3. What does the white pupil indicate?
This is called leukocoria and it is actually the tumor that is visualized inside the eye through the pupil.
4. Why does the eye drift?
Retinoblastoma can decrease vision especially if it is located in the center of retina, and this will cause the eye to drift or become “lazy”.
5. Can retinoblastoma cause pain?
No, retinoblastoma is usually painless, but some patients with secondary glaucoma develop pain.
6. What causes retinoblastoma?
It is caused by a mutation in chromosome.
7. Who is at risk for retinoblastoma?
Those with a known family history of retinoblastoma are at risk to have children with it. However, most new cases of retinoblastoma have no family history.
8. Is retinoblastoma hereditary?
It can be, especially if the child has bilateral retinoblastoma.
9. Can something in pregnancy cause retinoblastoma?
No, the process of pregnancy as such is not known to cause retinoblastoma.
10. Is there something in the environment that causes retinoblastoma?
No, there are no known environmental causes for retinoblastoma.
11. Can retinoblastoma be detected with amniocentesis?
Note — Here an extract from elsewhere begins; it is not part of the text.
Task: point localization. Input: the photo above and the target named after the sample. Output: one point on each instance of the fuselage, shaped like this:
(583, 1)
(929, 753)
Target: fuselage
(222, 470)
Sometimes, but the genetic mutation is not always visible.
12. If a child has retinoblastoma in one eye, can it develop in the other eye?
Yes, if there is a family history of retinoblastoma or if the tumor in one eye is multiple.
13. What are the side effects of treatment?
This depends on the treatment. Some children have hair loss with chemotherapy, others have redness around the eyes with radiation, and others have eye swelling with cryotherapy.
14. Do I need to see a pediatric oncologist instead of my regular pediatrician?
It is important to follow with both physicians.
15. How can we afford the treatment?
Most insurances cover the costs of treatment.
16. Can this cancer spread to other parts of the body?
Possibly it can spread to the brain and rest of the body, but this happens only in advanced retinoblastoma.
17. What might the vision be?
The vision depends on many factors, but most children can see enough to walk and play without great difficulty. But remember, the goals of treatment are to first save the child’s life, then save the eye and vision.
18. Will my child have delayed development?
Some children with hereditary retinoblastoma are delayed in walking, speech and other facets of development. However, most children are not delayed.
19. Will my child be socially withdrawn?
No, most children adapt well to the diagnosis and the visual handicap, especially with family support and education.
20. Why must retinoblastoma children wear protective glasses?
Eye protection at all times is advised for all children with retinoblastoma to shield the eye(s) from injury, especially during sports. This is particularly important for children with one remaining eye.
21. Can a child with retinoblastoma attend a regular school?
Yes, but if both eyes are affected and the vision is reduced, the child might need a visual assistant during school. Public schools provide this service for visually handicapped children, but it is important to ask your school system about this in advance.
22. Can an eye transplant be done after the eye is removed?
No, transplantation of the whole eye is not currently possible.
23. Is there research for retinoblastoma?
Yes, much research is being conducted worldwide for retinoblastoma. Newer and better ways to detect and treat it are being investigated. Studies into the gene that causes retinoblastoma (RB1) are underway.